Daniel Acuña,
Department of Computer Science and Engineering
University of Minnesota.
Structure Learning in Human Sequential Decision-Making
Authors: Daniel Ernesto Acuña, Paul Schrater
Year: 2010
Abstract: Studies of sequential decision-making in humans frequently find suboptimal performance relative to an ideal actor that has perfect knowledge of the model of how rewards and events are generated in the environment. Rather than being suboptimal, we argue that the learning problem humans face is more complex, in that it also involves learning the structure of reward generation in the environment. We formulate the problem of structure learning in sequential decision tasks using Bayesian reinforcement learning, and show that learning the generative model for rewards qualitatively changes the behavior of an optimal learning agent. To test whether people develop structure learning, we performed experiments involving a mixture of one-armed and two-armed bandit reward models, where structure learning produces many of the qualitative behaviors deemed suboptimal in previous studies. Our results demonstrate humans can perform structure learning in a near-optimal manner.
Author summary: Every decision-making experiment has a structure for how rewards are obtained, which is usually explained to the subject at the beginning.

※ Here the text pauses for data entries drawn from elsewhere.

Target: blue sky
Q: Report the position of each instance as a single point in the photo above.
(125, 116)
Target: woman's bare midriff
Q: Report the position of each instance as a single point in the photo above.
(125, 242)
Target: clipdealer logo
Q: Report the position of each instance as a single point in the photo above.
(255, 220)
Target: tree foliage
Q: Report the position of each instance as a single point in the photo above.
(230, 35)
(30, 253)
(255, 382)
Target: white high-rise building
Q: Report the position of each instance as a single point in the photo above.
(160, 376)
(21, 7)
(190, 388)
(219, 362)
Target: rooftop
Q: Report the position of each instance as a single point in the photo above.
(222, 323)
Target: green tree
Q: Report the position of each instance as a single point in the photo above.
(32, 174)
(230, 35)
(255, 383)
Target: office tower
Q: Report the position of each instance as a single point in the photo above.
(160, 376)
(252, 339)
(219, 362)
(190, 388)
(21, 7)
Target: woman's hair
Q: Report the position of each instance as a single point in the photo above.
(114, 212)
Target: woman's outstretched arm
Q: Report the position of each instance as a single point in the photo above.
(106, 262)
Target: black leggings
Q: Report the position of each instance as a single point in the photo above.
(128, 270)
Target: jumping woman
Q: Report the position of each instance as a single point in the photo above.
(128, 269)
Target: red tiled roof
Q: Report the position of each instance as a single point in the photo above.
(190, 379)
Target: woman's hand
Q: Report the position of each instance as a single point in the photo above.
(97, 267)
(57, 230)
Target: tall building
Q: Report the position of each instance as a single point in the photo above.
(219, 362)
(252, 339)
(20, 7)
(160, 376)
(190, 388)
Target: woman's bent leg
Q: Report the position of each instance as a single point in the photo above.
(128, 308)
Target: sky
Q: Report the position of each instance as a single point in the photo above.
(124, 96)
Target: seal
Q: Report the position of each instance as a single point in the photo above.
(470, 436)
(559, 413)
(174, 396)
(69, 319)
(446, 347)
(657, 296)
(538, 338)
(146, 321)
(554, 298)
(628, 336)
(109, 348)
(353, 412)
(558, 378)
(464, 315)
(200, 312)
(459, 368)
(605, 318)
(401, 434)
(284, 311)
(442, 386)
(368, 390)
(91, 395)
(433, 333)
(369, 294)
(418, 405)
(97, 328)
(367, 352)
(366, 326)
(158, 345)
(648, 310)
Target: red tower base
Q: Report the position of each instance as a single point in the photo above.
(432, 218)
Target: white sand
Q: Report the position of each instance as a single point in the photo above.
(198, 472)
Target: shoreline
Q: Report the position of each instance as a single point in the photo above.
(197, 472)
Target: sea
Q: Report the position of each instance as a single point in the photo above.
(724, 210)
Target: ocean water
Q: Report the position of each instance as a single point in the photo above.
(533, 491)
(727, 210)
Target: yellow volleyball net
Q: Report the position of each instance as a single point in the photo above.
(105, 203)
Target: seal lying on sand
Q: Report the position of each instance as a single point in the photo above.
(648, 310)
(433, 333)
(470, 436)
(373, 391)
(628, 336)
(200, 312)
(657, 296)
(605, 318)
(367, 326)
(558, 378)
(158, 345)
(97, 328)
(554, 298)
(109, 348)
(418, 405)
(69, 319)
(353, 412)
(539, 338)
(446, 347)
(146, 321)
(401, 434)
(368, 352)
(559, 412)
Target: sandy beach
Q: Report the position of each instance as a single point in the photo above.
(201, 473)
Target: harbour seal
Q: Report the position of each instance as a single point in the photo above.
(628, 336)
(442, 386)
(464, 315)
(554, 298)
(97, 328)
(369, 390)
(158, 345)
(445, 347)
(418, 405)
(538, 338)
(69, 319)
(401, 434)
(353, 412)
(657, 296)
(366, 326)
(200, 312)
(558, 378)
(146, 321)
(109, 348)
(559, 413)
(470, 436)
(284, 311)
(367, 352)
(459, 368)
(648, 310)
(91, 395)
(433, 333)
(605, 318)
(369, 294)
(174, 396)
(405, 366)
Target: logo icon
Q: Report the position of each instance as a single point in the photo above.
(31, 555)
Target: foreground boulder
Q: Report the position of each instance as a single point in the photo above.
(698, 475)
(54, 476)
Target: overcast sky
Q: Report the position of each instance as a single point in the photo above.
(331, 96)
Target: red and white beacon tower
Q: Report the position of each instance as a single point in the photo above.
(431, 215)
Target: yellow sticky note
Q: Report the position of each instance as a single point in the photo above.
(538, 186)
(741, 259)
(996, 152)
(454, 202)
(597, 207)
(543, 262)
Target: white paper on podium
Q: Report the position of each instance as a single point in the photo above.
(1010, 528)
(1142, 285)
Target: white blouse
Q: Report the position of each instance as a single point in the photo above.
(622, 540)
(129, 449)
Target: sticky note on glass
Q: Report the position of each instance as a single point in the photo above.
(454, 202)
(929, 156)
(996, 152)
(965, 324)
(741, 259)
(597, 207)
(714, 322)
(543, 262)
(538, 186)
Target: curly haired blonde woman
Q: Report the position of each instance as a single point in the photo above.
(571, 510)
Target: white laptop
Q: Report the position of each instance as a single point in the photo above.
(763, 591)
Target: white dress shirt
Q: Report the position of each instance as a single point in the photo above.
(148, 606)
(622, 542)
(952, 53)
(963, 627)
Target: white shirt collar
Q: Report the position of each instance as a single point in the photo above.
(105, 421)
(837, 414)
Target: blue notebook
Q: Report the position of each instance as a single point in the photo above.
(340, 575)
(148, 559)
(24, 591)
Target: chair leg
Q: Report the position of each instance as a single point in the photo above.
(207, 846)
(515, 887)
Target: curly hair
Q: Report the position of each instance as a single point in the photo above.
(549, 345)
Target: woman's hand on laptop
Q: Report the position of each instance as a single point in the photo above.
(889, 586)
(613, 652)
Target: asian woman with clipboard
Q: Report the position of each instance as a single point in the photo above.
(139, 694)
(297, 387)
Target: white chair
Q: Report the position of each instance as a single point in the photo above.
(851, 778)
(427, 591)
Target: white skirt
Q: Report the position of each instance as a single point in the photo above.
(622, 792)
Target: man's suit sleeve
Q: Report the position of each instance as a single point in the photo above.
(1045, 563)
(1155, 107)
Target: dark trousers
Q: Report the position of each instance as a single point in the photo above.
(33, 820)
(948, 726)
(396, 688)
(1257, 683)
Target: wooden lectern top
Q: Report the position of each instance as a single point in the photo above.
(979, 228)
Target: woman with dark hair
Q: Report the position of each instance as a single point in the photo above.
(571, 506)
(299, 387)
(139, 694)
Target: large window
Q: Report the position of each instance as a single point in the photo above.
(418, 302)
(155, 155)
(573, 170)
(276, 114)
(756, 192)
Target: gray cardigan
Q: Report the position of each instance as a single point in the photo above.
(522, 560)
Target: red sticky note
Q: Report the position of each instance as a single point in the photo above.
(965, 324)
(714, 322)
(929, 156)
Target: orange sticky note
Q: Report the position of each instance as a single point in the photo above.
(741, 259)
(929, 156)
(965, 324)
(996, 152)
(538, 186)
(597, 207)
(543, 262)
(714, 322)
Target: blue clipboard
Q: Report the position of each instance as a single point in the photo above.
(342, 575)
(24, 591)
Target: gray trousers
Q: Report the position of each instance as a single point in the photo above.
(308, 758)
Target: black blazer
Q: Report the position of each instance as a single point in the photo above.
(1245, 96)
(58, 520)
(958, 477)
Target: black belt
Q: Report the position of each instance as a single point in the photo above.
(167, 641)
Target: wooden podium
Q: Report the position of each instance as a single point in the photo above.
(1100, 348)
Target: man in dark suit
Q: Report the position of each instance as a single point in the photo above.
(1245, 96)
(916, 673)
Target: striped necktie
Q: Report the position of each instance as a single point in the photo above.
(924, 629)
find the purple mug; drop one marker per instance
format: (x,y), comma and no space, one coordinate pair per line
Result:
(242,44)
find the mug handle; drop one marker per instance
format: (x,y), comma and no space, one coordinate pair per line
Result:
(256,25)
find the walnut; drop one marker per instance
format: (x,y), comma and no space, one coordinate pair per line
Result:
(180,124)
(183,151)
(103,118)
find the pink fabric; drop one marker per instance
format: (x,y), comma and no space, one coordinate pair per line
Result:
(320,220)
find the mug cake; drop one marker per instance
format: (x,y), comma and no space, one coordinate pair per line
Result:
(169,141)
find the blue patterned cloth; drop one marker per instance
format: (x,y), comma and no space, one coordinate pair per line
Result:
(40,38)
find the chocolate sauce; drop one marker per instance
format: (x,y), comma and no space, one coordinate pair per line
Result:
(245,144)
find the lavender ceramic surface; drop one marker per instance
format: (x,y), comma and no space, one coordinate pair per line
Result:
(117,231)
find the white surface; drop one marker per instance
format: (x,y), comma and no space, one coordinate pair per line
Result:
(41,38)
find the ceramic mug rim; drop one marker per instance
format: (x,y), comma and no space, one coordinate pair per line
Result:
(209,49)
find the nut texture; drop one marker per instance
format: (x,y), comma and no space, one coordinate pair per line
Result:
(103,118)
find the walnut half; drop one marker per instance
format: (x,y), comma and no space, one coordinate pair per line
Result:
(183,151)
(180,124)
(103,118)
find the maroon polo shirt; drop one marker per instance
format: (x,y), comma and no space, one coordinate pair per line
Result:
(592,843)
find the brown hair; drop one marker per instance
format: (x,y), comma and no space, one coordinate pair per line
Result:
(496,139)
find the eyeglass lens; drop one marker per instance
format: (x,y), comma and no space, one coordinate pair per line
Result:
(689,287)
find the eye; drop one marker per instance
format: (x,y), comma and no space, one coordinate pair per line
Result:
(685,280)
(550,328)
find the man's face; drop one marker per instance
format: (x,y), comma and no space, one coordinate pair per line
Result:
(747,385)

Humans frequently fail to act as if they understand the experimental structure, even in tasks as simple as determining which of two biased coins they should choose to maximize the number of trials that produce “heads”. We hypothesize that subject’s behavior is not driven by top-down instructions—rather, subjects must learn for themselves through experience how the rewards are generated. This study demonstrates that be- havior often believed to show humans are error-prone and suboptimal decision makers can result from an optimal learning approach. In fact, the idea that subjects try to learn the structure in tasks provides a compelling new family of rational hypotheses for behavior previously deemed irrational, including under- and over-exploration, limited memory and probability matching. We formalize the problem of optimal learning in sequential decision making using a fully rational optimal Bayesian reinforcement learning approach. In an experimental test of structure learn- ing in humans, we further show that humans learn reward structure from experience in a near optimal manner. This results are of interest to a wide audience as variations of the sequential binary choice task have been employed and studied by researchers, not just in Experimental Psychology, but also in Neuroscience, Economics, and Computer Sciences.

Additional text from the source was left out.